Sunday, August 28, 2011

Trying to find the strength to let go

I'm determined to learn how to let go of the things I cannot control. It's one of my biggest problems and also plays a large factor in why I get so unhappy when I do.
My friends slept over yesterday and the last two just left a few minutes ago. As I could tell it was getting closer to when they all had to leave, I developed more and more anxiety.
To top it off, I saw that Ian didn't sleep till around 230 in the morning, Seattle time..which would make that 430 here. What's crazy to me is how tired he is when he's here, how lethargic he sometimes is, how sad he seems because he's so stressed out about having to pay bills or get things done.

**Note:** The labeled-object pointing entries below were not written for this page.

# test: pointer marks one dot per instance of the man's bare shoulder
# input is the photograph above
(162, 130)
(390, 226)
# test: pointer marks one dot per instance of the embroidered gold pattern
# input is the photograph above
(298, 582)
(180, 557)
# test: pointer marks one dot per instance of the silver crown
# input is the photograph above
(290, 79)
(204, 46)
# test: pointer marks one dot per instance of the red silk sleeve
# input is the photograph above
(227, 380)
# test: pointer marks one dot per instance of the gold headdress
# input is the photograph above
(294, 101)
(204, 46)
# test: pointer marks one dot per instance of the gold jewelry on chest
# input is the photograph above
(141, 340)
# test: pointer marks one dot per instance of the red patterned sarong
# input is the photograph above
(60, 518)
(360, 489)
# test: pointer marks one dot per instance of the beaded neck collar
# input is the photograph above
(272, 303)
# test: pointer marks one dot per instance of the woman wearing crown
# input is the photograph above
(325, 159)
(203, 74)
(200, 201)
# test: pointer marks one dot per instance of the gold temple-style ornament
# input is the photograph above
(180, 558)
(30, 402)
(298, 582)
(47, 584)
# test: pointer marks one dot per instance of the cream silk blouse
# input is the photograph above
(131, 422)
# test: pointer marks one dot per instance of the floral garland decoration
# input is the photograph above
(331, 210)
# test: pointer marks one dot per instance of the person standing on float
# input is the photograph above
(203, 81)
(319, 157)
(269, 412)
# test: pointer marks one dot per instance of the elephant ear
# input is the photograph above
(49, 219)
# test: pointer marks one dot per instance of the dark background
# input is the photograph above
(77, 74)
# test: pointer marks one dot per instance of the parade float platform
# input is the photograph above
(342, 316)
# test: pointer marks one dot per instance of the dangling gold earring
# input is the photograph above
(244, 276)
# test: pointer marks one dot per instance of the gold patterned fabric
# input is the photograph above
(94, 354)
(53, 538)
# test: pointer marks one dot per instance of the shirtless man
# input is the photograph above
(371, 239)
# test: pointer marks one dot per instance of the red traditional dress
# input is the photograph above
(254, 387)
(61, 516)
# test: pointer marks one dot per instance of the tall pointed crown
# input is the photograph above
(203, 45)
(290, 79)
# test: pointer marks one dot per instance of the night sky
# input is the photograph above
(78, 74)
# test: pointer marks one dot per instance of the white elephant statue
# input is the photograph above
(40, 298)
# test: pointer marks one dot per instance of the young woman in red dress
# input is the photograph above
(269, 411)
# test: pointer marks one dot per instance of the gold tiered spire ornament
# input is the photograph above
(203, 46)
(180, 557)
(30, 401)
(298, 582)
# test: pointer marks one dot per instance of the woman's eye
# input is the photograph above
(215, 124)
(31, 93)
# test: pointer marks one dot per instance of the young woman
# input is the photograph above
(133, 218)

And I feel like while he's out there, he's probably this really different person who's happy, energetic, excited, spirited.
I'm just trying to figure out who Ian really is and I don't know why it's taken me two years to do it. I want Ian to be happy, I want to be happy and I also want us to be happy together. But these past few days he's been gone, I just feel as though he is happier not having me around, not having to talk to me, not having to deal with my crap.
I want us to be able to move forward and stop saying what we're going to do and just start doing. I know that there are a lot of things I need to change about myself and the way I do things, the way I overreact, the way I get so upset when things don't go my way.
There have honestly been a few times in my life when I've contemplated committing suicide, especially when my dad passed away. The reason why I was so sad about Ian being gone is because of what I mentioned earlier - he's here and he barely laughs or smiles and I just feel like it's my fault and I end up feeling guilty.
There are so many wonderful things in this world that make me happy - Please don't think I was saying that I want to commit suicide because I don't. Anyways, yeah, I just think that I need to do and see more of the things that make me happy here. I need to go to the art museum and just walk around, I need to walk in and out of expensive stores downtown and make fun of the people who spend way too much money on things they don't need, I have to keep spending time with my loved ones and appreciate our moments together. I need to....watch more Teenage Mutant Ninja Turtles movies/tv shows!!
I just want to be happy and satisfied with myself. And I know that I can't rely on Ian to do that for me but I also know that it's okay to let him be a part of that and let him help me become happy with myself emotionally and physically...if he actually wants to and tries to do that. I just need to stop being so discouraging.
The more I write, the better I feel. This has always been the case with me, which is why I write so friggin' much and talk so much...the more I get to express myself, the better..I guess.
But in the back of my mind, I'm saying to myself, "It's his birthday and you can't even talk to him or see him because he's working and he claims his phone is dying." And then I just start thinking of reasons why he doesn't want to talk to me and what I did, etc., etc.
I'm trying not to cry and I'm trying not to tell myself that he just doesn't care anymore about any of this and is totally over it but that's all I feel right now. And I feel that I'm the only one responsible for it even though that can't be the case.